En effet, si en matière de création de partis politiques, les initiatives personnelles ont beaucoup diminué, il n’en est pas de même en ce qui concerne les démissions des partis, la plupart du temps pour des intérêts personnels. Justement à ce sujet, s’il est vrai qu’au regard de la Constitution en vigueur, il est impossible d’empêcher un citoyen de quitter un groupe pour en rejoindre un autre, il est cependant possible d’ériger des principes de base capables de dissuader davantage les velléités de transhumances politiques. Ainsi, pour ce qui est des élus notamment les députés, au-delà de la formule de la prise en compte des sièges arrachés dans les urnes pour la répartition du financement public aux partis politiques, il est impérieux comme ailleurs, d’exiger que les élus démissionnaires des partis cèdent leur siège à leur suppléant. A tout point de vue, ce préalable, ne serait-ce que pour ces militants de haute facture, est dissuasif. Sinon, à la veille de chaque élection et en fonction des schémas de positionnement qui se dessinent au sein des partis, la foire à l’enrôlement des acteurs politiques s’ouvrira.

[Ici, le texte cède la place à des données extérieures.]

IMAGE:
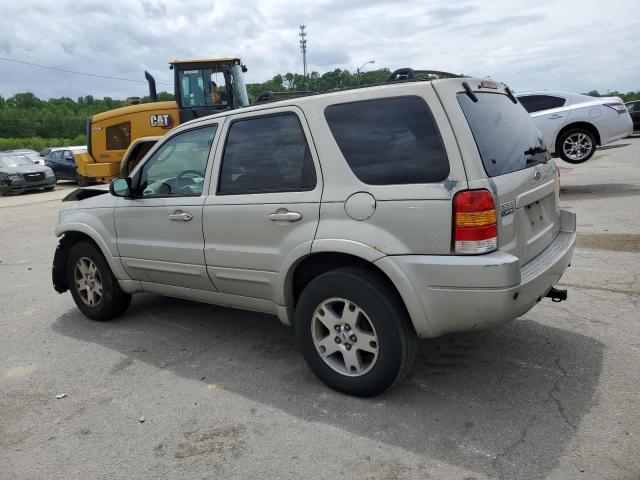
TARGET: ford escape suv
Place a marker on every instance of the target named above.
(365, 219)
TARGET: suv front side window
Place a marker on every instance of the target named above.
(266, 155)
(178, 167)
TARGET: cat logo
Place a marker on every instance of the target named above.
(162, 120)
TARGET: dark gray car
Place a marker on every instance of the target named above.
(18, 173)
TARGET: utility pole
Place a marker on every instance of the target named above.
(303, 49)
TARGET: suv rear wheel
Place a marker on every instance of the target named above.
(354, 332)
(576, 145)
(93, 287)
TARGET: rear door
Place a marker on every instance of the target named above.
(264, 204)
(504, 153)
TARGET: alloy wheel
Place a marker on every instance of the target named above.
(345, 337)
(88, 281)
(577, 146)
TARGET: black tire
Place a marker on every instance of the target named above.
(114, 301)
(569, 133)
(397, 341)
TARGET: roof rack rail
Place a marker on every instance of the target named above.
(270, 96)
(408, 74)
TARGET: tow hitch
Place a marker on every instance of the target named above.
(557, 295)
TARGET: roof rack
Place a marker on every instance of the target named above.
(400, 75)
(270, 96)
(408, 74)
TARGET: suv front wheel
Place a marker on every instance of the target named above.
(93, 286)
(354, 331)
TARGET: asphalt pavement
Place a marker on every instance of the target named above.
(176, 389)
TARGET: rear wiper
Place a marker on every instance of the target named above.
(534, 150)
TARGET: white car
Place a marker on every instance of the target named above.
(573, 125)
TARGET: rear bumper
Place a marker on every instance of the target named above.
(458, 293)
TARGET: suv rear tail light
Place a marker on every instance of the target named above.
(618, 107)
(474, 222)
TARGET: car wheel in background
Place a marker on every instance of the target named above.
(576, 145)
(354, 331)
(93, 286)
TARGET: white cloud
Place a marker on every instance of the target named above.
(551, 44)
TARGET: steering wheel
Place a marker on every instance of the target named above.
(189, 172)
(186, 189)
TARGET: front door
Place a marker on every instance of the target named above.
(159, 231)
(265, 203)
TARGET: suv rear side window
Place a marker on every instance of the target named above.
(389, 141)
(538, 103)
(266, 154)
(503, 132)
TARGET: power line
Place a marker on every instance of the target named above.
(77, 73)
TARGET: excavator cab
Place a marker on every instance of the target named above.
(204, 87)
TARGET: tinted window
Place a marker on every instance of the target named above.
(537, 103)
(503, 132)
(389, 141)
(178, 167)
(119, 136)
(266, 154)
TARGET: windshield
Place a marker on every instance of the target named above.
(34, 157)
(506, 137)
(240, 97)
(15, 161)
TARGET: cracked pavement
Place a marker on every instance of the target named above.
(225, 394)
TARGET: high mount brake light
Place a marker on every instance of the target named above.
(488, 84)
(475, 228)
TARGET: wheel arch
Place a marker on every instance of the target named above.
(72, 234)
(316, 263)
(573, 125)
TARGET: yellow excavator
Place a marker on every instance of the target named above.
(201, 87)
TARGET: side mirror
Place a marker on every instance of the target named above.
(120, 187)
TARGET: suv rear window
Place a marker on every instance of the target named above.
(389, 141)
(538, 103)
(503, 132)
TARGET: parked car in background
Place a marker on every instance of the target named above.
(62, 161)
(634, 110)
(18, 173)
(573, 125)
(366, 218)
(32, 154)
(45, 151)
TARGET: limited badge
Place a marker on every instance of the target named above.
(507, 208)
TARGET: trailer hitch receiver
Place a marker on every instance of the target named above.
(557, 295)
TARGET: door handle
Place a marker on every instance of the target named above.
(285, 216)
(178, 216)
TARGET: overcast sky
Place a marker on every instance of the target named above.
(574, 45)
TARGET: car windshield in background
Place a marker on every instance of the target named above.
(34, 157)
(506, 137)
(14, 160)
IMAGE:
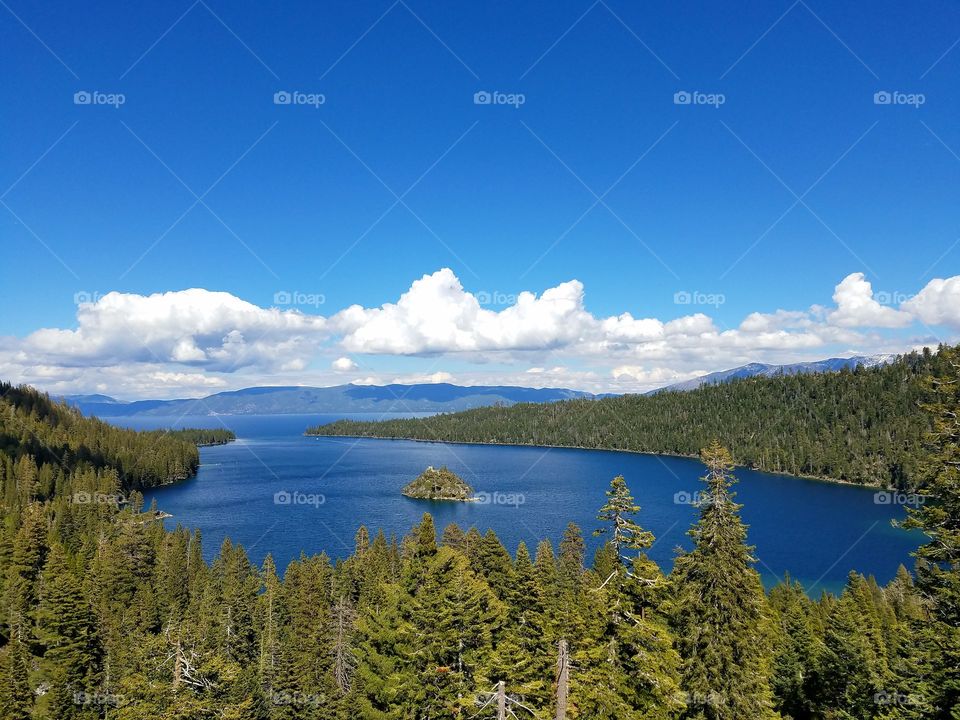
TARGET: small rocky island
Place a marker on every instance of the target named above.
(442, 484)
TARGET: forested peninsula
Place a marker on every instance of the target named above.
(863, 426)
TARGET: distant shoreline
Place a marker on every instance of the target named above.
(818, 478)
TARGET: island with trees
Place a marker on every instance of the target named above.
(439, 484)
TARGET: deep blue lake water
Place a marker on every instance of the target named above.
(814, 530)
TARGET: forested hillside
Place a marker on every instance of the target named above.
(107, 615)
(863, 426)
(56, 437)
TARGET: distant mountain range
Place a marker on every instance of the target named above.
(762, 369)
(433, 397)
(428, 397)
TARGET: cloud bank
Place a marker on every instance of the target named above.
(198, 341)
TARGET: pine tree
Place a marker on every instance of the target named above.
(66, 630)
(719, 609)
(938, 567)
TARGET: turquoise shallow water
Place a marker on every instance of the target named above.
(276, 491)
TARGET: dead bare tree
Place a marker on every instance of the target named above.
(563, 679)
(342, 619)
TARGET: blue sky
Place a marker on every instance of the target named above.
(783, 177)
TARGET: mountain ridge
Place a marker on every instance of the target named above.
(297, 399)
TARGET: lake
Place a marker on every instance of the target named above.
(276, 491)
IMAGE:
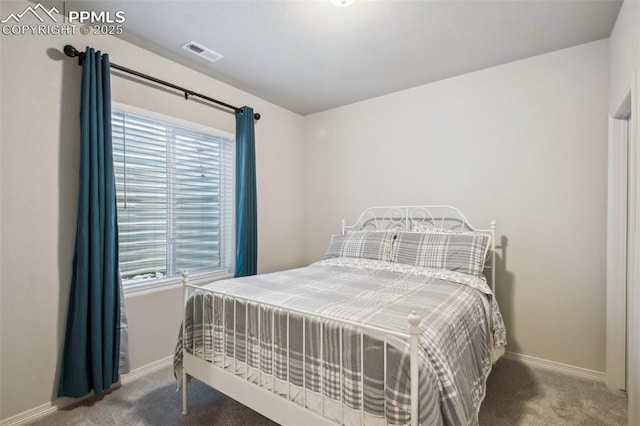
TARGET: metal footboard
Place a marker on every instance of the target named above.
(259, 399)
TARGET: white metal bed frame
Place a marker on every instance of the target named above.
(285, 411)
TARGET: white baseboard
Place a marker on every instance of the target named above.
(59, 403)
(556, 366)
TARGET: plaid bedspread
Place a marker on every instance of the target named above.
(236, 330)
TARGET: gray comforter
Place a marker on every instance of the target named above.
(460, 320)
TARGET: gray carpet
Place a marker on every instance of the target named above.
(516, 395)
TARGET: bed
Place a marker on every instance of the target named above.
(396, 325)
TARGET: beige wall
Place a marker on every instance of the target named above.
(38, 176)
(525, 144)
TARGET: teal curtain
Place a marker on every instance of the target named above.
(246, 204)
(92, 340)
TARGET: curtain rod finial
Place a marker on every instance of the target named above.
(71, 51)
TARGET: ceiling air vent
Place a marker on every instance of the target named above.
(203, 52)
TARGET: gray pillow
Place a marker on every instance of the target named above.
(374, 245)
(451, 251)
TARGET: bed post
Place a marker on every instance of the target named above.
(185, 294)
(414, 343)
(493, 256)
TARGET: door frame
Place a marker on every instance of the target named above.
(622, 187)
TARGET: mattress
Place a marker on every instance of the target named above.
(294, 331)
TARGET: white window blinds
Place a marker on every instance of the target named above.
(175, 189)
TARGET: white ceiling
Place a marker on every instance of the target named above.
(310, 56)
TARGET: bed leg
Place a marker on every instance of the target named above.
(185, 405)
(414, 343)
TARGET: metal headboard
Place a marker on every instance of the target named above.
(408, 218)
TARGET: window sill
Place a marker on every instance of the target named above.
(174, 283)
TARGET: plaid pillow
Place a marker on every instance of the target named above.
(364, 244)
(460, 252)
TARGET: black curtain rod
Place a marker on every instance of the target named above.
(72, 52)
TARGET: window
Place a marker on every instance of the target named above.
(175, 189)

Pour les militants ordinaires, c’est-à-dire ceux qui ne sont pas à des postes électifs, la nouvelle dynamique politique voulue par tous, exige non seulement une relecture de la charte des partis politiques mais surtout des dispositions temporaires d’acceptation des démissions et adhésions. De toute évidence, un ralentissement dans ce processus qui est devenu banal ne ferait aucune entorse à la Constitution du Bénin qui veille à la liberté fondamentale du citoyen. En somme, ces chantiers que devront ouvrir le législateur aideraient à donner un visage plus plaisant à la réforme du système partisan. Certes, ils ne feront pas totalement disparaitre ces échos assourdissants des adhésions et démissions mais, nous épargneraient du brouhaha de cette saison de mercato politique. D’ailleurs, sans une certaine sérénité plus ou moins imposée à travers des mécanismes juridiques qui régissent le militantisme et le fonctionnement au sein des partis politiques, autant déjà faire le deuil de la réforme du système partisan. Et comme personne ne souhaite qu’il en soit ainsi, que les députés et l’Exécutif qui ont les prérogatives, prennent alors leurs responsabilités. Bien évidemment, avant qu’il ne soit trop tard.